2)  Dapat mengurangi pemakaian kertas (paperless).
Pemakaian kertas masih belum dapat dihilangkan di Indonesia saat ini, karena data medis sangat rentan dengan hukum dan akan memporak porandakan perdagangan kertas Indonesia.
    Dengan sistem yang terkomputerisasi, pemakaian kertas yang bisa dipangkas antara lain :
 Lembar-lembar rekam medis yang tidak berhubugan dengan masalah autentikasi atau  aspek hukum.

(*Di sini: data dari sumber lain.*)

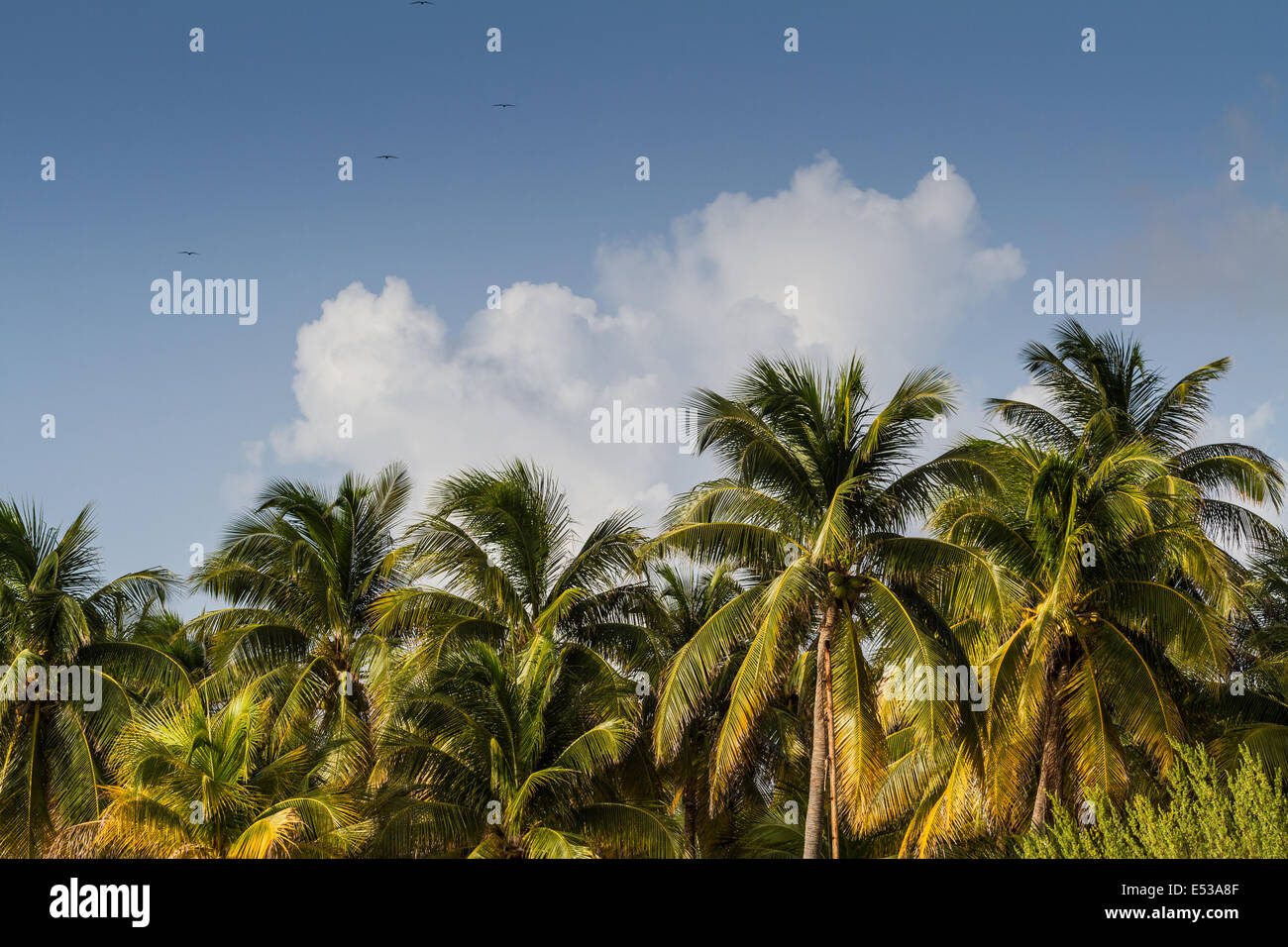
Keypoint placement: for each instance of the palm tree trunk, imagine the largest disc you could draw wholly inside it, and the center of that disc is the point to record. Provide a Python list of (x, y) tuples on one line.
[(831, 750), (691, 819), (1051, 774), (819, 746)]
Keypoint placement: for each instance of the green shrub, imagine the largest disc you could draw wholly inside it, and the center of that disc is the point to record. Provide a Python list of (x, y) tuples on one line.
[(1210, 813)]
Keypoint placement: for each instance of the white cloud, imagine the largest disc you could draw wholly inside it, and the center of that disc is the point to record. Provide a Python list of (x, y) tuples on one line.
[(881, 274)]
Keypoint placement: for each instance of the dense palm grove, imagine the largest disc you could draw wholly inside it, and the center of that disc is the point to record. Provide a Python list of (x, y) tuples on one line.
[(481, 676)]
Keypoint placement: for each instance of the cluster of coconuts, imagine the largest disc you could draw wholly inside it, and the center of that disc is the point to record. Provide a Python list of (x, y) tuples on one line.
[(844, 585)]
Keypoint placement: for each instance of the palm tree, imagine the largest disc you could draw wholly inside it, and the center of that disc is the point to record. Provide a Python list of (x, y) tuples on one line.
[(496, 558), (815, 495), (54, 612), (686, 599), (506, 754), (1100, 592), (301, 573), (1103, 393), (202, 784)]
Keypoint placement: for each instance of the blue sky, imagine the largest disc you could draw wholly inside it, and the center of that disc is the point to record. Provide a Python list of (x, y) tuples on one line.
[(1111, 163)]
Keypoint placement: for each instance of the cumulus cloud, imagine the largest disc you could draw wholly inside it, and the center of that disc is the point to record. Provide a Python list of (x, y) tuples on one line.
[(875, 273)]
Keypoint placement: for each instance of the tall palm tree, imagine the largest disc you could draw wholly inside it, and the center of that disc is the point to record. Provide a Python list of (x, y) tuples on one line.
[(1102, 392), (816, 492), (202, 784), (301, 573), (1100, 592), (496, 557), (688, 596), (506, 754), (55, 612)]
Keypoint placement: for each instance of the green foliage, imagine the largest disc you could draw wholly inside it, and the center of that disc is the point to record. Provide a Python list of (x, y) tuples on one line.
[(1209, 813), (482, 677)]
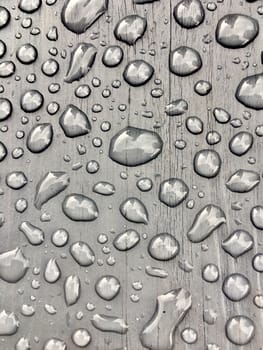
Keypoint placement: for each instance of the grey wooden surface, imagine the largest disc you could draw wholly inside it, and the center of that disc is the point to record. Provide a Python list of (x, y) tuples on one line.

• Laporan masing-masing unit pelayanan (karena semua laporan sudah terekap oleh sistem).
 Rekap Laporan (RL) 1 – 6 yang dikirim ke dinas kesehatan.
3) Dapat berkomunikasi dengan sistem lain pada pelayanan kesehatan lain
     Web Service,aplikasi ini sangat berguna pada kasus rujukan, entah dirujuk ke atas atau ke bawah. Dalam sistem manual, prosedur rujukan adalah dengan mengirimkan kopian lembar resume medis pasien, dan membawa 1 atau 2 perawat yang mengantarkannya. Kesulitan dalam mengaplikasikan sistem ini adalah tidak adanya standard sistem informasi rumah sakit di Indonesia. Masing-masing rumah sakit dengan pe-de nya meluncurkan sistem mereka yang baru dari vendor terkenal, kemudian rumah sakit lain ikut-ikutan launcing sistem dengan vendor yang lain. Tidak adanya komunikasi antar vendor dan tidak adanya kesepakatan penanganan komunikasi antar sistem yang seharusnya ditengahi oleh pemerintah dengan mengeluarkan prosedur standard sistem informasi rumah sakit mengakibatkan hal ini sulit dilaksanakan.
4) Dapat memberikan pelayanan yang real time
    Yang saya maksud disini adalah teknologi 3G. Layanan ini mungkin bisa dinomor sekiankan dulu, karena pemanfaatan teknologi 3G masih jarang digunakan di Indonesia, dan masih termasuk teknologi yang mahal. Tidak menutup kemungkinan 5 tahun mendatang 3G sudah meresahkan masyarakat, maksud saya sudah menjadi bagian dari kebutuhan hidup, lebih dari sekedar gaya hidup (biasanya seperti itu).